Several people have been killed in the latest wave of violence against polio vaccinators in Pakistan. The attacks undermine government efforts to eradicate the virus in one of the few countries where it remains endemic.
A bomb rigged to a bicycle hit a police patrol on its way to guard a polio vaccination team in northwestern Pakistan on Wednesday, January 22 killing six policemen and a boy, the police said. It was the second attack in as many days targeting heath workers. On Tuesday, four gunmen opened fire on a medical team in the southern city of Karachi on Tuesday, January 21, killing three health workers including two women.
The killings come just days after Pakistani authorities began a nationwide drive to eradicate polio. Officials say the militants want to terrorize the polio immunization teams in the city so that they abandon their campaign.
No group has claimed responsibility for the attacks, but in the past, the Pakistani Taliban have opposed anti-polio inoculations and blocked the program in the restive northwestern tribal region of Waziristan.
'Pool of polio virus'
In 2012, the United Nations suspended its polio eradication campaign in Pakistan after the Taliban killed two of its workers in the northwestern city of Charsadda. The UN's World Health Organization (WHO), which partnered with the Pakistani government, said that the decision to suspend the program was made because of the "very precarious" security situation in the Islamic Republic.

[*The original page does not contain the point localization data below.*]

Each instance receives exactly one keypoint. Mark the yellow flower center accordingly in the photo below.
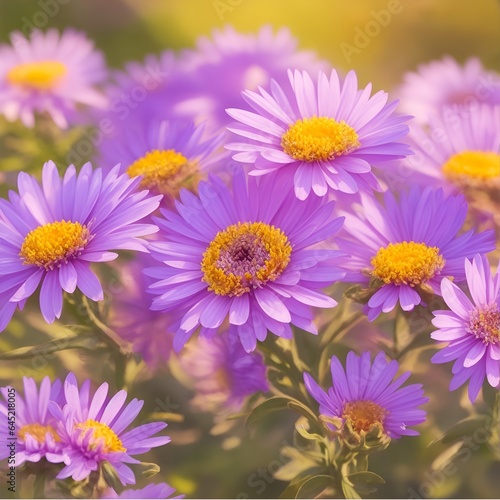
(407, 263)
(245, 256)
(157, 168)
(363, 415)
(38, 432)
(473, 166)
(484, 324)
(54, 243)
(319, 139)
(41, 75)
(103, 433)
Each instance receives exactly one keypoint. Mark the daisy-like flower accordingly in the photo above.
(245, 255)
(405, 248)
(131, 318)
(366, 397)
(445, 83)
(222, 66)
(52, 73)
(324, 137)
(471, 328)
(34, 428)
(93, 430)
(223, 374)
(160, 490)
(167, 155)
(50, 234)
(461, 151)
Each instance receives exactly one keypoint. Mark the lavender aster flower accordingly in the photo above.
(405, 248)
(52, 73)
(471, 328)
(445, 83)
(50, 234)
(244, 255)
(93, 430)
(35, 427)
(324, 137)
(166, 154)
(365, 396)
(222, 372)
(460, 151)
(160, 490)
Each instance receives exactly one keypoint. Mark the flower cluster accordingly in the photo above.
(246, 184)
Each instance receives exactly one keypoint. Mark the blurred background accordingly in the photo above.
(351, 35)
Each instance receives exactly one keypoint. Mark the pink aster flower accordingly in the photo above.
(365, 395)
(93, 430)
(34, 431)
(160, 490)
(324, 136)
(222, 66)
(445, 83)
(459, 150)
(471, 328)
(404, 248)
(50, 234)
(50, 72)
(223, 374)
(250, 256)
(167, 155)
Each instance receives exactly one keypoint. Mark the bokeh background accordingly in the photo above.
(198, 462)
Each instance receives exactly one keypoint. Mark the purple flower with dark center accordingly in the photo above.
(251, 256)
(93, 430)
(366, 396)
(50, 234)
(471, 328)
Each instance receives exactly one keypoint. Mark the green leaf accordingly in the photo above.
(81, 341)
(264, 409)
(362, 483)
(314, 486)
(465, 427)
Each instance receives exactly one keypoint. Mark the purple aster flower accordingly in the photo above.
(471, 328)
(324, 137)
(167, 155)
(93, 430)
(445, 83)
(131, 318)
(35, 427)
(52, 73)
(223, 374)
(459, 151)
(160, 490)
(365, 396)
(229, 62)
(245, 255)
(50, 234)
(405, 248)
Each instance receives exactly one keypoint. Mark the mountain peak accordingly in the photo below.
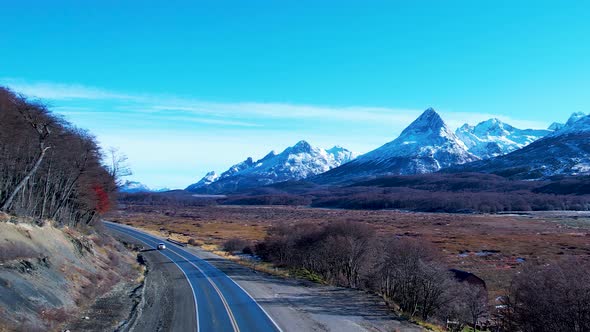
(556, 126)
(301, 146)
(429, 121)
(492, 138)
(574, 118)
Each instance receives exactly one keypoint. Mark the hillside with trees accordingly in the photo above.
(50, 169)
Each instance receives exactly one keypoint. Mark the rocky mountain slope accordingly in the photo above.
(133, 187)
(295, 163)
(493, 138)
(50, 276)
(425, 146)
(564, 152)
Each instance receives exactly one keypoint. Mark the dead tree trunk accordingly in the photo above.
(23, 181)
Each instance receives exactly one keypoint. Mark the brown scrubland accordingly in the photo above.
(494, 247)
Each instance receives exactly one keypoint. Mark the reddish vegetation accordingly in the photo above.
(491, 246)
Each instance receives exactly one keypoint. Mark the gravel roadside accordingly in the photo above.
(298, 305)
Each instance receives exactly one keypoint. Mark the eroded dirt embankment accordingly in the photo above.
(52, 279)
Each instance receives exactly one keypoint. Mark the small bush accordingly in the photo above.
(235, 244)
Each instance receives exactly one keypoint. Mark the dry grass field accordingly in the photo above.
(491, 246)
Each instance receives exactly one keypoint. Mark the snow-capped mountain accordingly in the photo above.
(133, 187)
(205, 181)
(577, 123)
(295, 163)
(494, 138)
(563, 152)
(425, 146)
(556, 126)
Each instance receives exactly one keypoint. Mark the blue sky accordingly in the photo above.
(184, 87)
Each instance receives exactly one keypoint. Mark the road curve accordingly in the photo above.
(221, 304)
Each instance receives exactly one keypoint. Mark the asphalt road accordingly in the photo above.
(221, 304)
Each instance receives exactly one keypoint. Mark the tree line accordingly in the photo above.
(411, 276)
(50, 169)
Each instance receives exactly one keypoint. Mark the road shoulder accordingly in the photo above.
(302, 306)
(165, 305)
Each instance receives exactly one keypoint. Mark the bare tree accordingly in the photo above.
(118, 165)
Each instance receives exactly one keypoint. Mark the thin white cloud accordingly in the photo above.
(145, 127)
(58, 91)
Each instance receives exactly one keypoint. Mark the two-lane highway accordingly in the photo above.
(221, 304)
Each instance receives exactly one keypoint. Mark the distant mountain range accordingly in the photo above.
(565, 151)
(137, 187)
(295, 163)
(493, 138)
(427, 145)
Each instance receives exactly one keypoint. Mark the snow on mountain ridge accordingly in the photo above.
(492, 138)
(133, 187)
(425, 146)
(294, 163)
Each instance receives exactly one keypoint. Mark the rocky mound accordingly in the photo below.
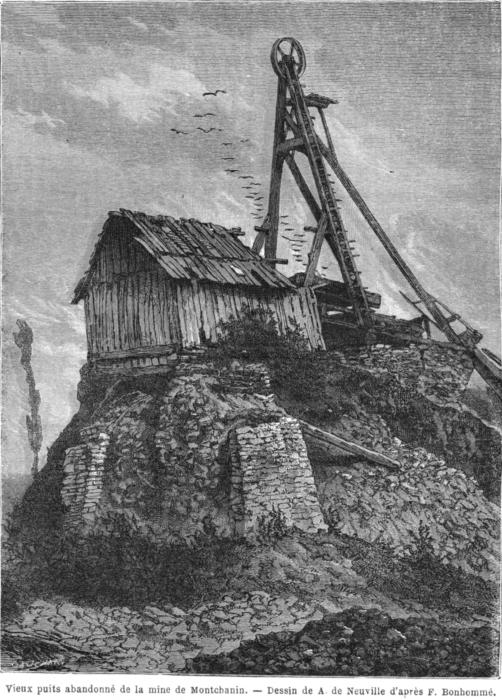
(360, 642)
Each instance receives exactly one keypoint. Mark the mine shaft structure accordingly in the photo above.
(294, 133)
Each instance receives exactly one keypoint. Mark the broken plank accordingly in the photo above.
(330, 440)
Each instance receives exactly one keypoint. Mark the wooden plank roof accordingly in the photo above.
(190, 249)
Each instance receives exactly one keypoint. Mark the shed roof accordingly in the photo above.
(190, 249)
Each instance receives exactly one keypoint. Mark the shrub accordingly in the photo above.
(271, 526)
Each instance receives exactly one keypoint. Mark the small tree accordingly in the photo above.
(24, 341)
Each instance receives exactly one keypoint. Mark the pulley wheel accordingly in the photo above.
(288, 47)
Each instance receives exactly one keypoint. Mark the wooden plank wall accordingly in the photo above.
(132, 305)
(201, 307)
(131, 302)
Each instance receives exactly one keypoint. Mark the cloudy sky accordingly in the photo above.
(91, 93)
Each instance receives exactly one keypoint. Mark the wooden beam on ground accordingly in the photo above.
(329, 440)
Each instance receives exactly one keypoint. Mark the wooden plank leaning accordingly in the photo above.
(327, 440)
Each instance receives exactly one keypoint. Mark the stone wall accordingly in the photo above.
(168, 468)
(439, 371)
(83, 477)
(272, 478)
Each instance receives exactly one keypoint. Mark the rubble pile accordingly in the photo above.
(439, 371)
(360, 642)
(390, 507)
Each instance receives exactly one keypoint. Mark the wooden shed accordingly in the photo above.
(156, 285)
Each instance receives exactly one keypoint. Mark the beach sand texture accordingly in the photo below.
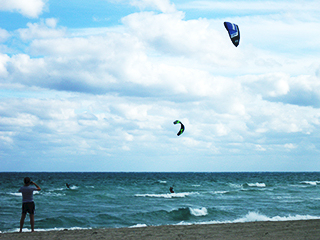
(291, 230)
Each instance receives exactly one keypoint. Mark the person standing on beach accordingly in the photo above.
(27, 202)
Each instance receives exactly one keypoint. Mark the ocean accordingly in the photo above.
(114, 200)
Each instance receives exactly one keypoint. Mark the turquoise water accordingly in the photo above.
(112, 200)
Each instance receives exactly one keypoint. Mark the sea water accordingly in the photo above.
(113, 200)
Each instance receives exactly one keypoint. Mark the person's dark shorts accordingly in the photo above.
(28, 207)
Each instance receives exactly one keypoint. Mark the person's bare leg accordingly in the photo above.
(23, 216)
(32, 222)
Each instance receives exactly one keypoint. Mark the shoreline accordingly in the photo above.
(295, 229)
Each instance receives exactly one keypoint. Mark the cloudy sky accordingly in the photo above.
(96, 85)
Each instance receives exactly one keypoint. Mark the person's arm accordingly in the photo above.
(37, 186)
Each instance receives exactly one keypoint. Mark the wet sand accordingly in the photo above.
(304, 229)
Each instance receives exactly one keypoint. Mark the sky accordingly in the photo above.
(96, 86)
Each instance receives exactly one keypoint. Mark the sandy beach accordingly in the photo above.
(304, 229)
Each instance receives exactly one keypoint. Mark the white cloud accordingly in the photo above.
(129, 84)
(30, 8)
(162, 5)
(45, 29)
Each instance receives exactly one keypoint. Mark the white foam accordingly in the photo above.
(16, 194)
(313, 183)
(167, 195)
(257, 184)
(198, 212)
(138, 225)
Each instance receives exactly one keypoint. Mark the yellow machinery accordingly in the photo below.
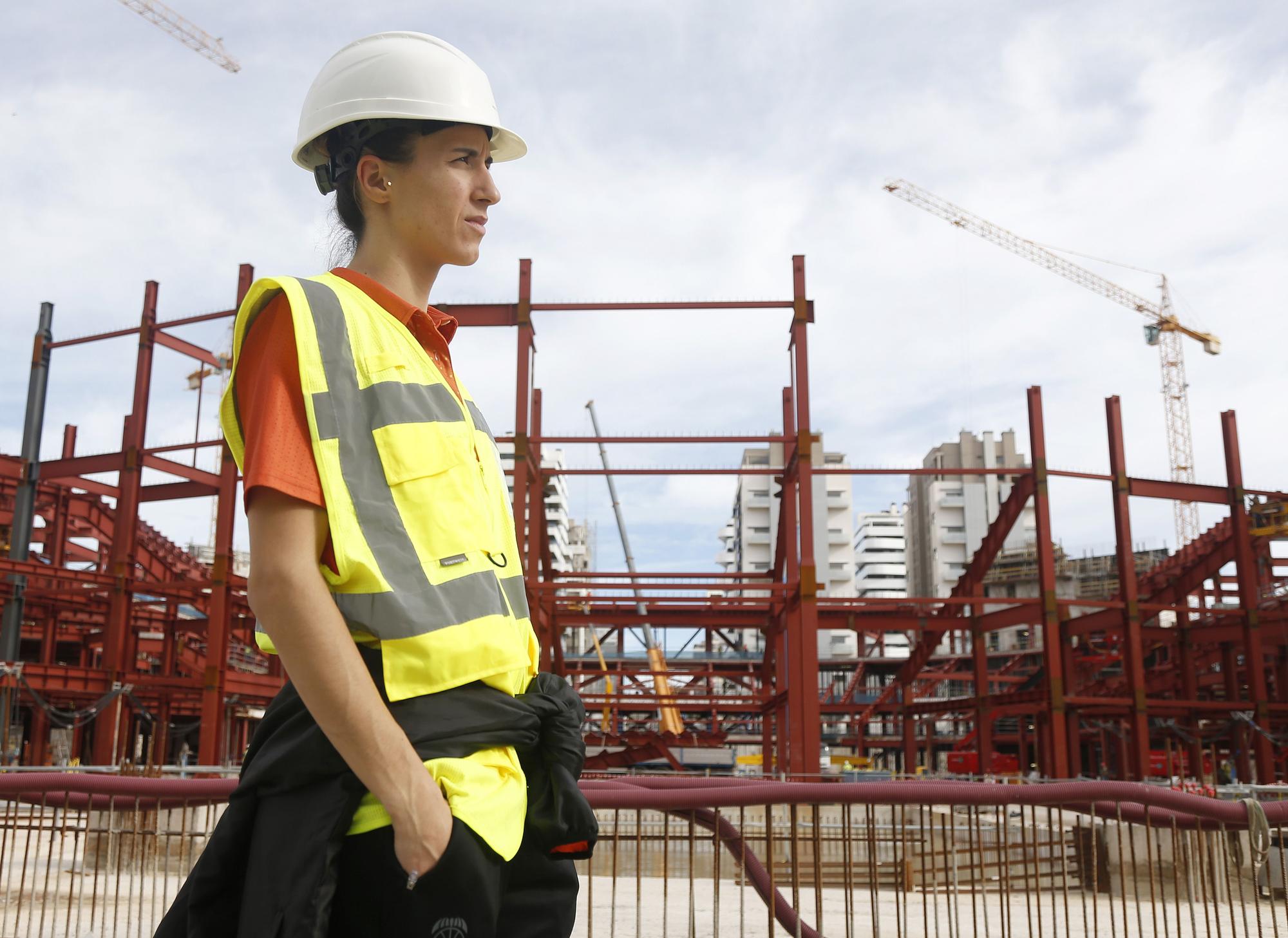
(1269, 518)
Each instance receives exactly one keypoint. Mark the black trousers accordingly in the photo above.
(471, 893)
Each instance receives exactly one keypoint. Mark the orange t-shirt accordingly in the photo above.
(279, 453)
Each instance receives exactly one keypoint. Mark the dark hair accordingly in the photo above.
(395, 145)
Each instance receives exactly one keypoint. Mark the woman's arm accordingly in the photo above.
(294, 606)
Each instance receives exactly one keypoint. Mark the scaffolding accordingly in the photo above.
(1180, 652)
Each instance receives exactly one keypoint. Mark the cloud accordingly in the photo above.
(688, 151)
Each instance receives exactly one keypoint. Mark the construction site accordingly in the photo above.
(131, 647)
(1053, 733)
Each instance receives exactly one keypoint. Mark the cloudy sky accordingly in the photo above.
(687, 151)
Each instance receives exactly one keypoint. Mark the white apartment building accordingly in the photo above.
(882, 553)
(748, 539)
(558, 525)
(949, 516)
(571, 541)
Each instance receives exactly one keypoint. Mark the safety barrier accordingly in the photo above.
(92, 854)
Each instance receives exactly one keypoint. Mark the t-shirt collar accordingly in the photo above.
(396, 306)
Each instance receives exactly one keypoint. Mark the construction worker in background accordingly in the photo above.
(417, 776)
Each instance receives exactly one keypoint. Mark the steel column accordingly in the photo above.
(1250, 598)
(25, 498)
(803, 710)
(1134, 652)
(1052, 657)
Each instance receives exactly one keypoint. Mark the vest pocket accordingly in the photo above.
(433, 476)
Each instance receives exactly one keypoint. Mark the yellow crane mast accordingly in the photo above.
(1164, 330)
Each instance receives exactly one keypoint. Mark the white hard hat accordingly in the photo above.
(399, 77)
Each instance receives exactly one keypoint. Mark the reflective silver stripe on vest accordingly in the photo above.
(392, 402)
(480, 423)
(414, 606)
(405, 614)
(517, 594)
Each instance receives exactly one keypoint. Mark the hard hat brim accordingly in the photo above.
(507, 145)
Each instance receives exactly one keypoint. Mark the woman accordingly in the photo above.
(396, 785)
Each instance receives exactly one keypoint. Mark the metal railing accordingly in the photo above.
(93, 854)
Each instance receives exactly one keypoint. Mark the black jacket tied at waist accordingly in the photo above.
(270, 867)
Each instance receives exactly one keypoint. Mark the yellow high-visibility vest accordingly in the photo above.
(427, 559)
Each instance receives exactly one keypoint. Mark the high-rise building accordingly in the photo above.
(949, 516)
(748, 538)
(571, 541)
(882, 553)
(558, 523)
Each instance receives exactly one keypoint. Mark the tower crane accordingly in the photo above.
(1164, 330)
(187, 33)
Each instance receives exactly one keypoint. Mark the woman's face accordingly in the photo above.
(439, 203)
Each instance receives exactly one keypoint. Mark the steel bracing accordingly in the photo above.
(133, 634)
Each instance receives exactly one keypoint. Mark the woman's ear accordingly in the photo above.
(372, 181)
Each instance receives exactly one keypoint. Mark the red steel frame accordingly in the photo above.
(1111, 671)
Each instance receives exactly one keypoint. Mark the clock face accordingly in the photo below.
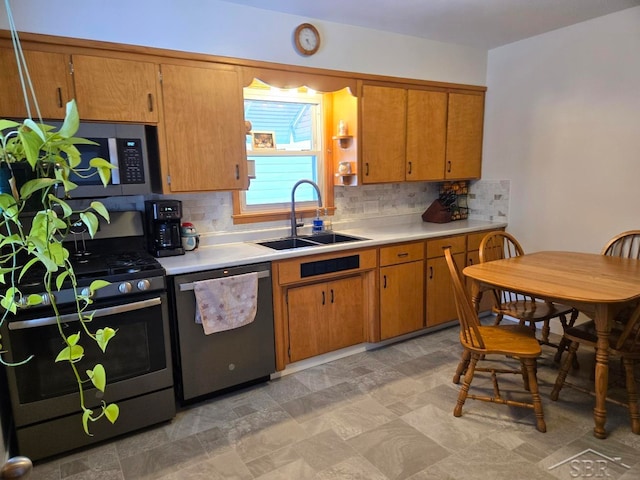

Polio is a highly infectious viral disease, mainly affecting children younger than 5. It can cause permanent paralysis and death, but can be prevented through immunization. The virus is spread through contaminated food and water.
Lack of proper access to anti-polio vaccination has led to a rise in polio cases in the South Asian nation. Pakistan, Afghanistan and Nigeria are the only countries in the world where polio remains endemic. The number of polio cases in Pakistan rose from 58 in 2012 to 91 in 2013, out of which 65 were located in the remote tribal region bordering Afghanistan. The WHO recently described the capital of Pakistan's northwestern Khyber Pakhtunkhwa province, Peshawar, as "the world's largest pool of polio virus."
Islamists suspected
Militant Islamists retain a strong clout in Pakistan's northwestern areas and their influence has also grown substantially in the central and southern Pakistani cities, including Lahore and Karachi, over the past two or three years.
Experts say the militants' attacks have made it extremely difficult for health workers to run their campaign. They say that the failure of the polio eradication drive will be devastating for the country and its already weak economy. "If the polio virus spreads in the country, Pakistanis will be barred from travelling to other countries," Sikandar Januja, an activist in Karachi, told DW.
Janjua said he had no doubt about who was carrying out attacks on the health workers: "The Islamists organizations, including the Taliban, al Qaeda and Jamaat-i-Islami, are killing polio workers. Probably, there are some key al Qaeda leaders hiding in Karachi and the Islamists fear that through polio eradication campaigns the CIA will find and kill them," Janjua added.
In July 2012, Pakistani authorities had to postpone a similar anti-polio campaign in Waziristan after Taliban leader Hafiz Gul Bahadur banned inoculations, claiming the drive was similar to a hepatitis vaccination program run by the imprisoned Pakistani doctor Shakil Afridi. Afridi allegedly helped the CIA find al Qaeda's former leader Osama bin Laden who was eventually killed by the US Special Forces at his Abbottabad hideout in May 2011. Afridi is currently in a Pakistani prison facing treason and murder charges.
Credibility loss
Shahnaz Wazir Ali, an advisor to the former Pakistani Prime Minister Raja Pervez Ashraf, told DW that the Afridi affair had made it difficult for the authorities to conduct anti-polio campaigns. "People think that agents like Afridi work in polio immunization teams, and that might put their lives at risk," she said.
According to Ali, the campaign to eradicate polio was not anti-Islam as propagated by some groups. Wajahat Malik, an Islamabad-based social activist and filmmaker, told DW that since the Afridi incident, "the polio eradication campaign has lost its credibility.
For his part, journalist Nusrat Amin believes anti-progressive forces in countries like Pakistan have often opposed campaigns that are aimed at improving people's lives. "Successive governments have always succumbed to tribal pressures, so it doesn't surprise me if the government chooses to postpone the drive," said Amin.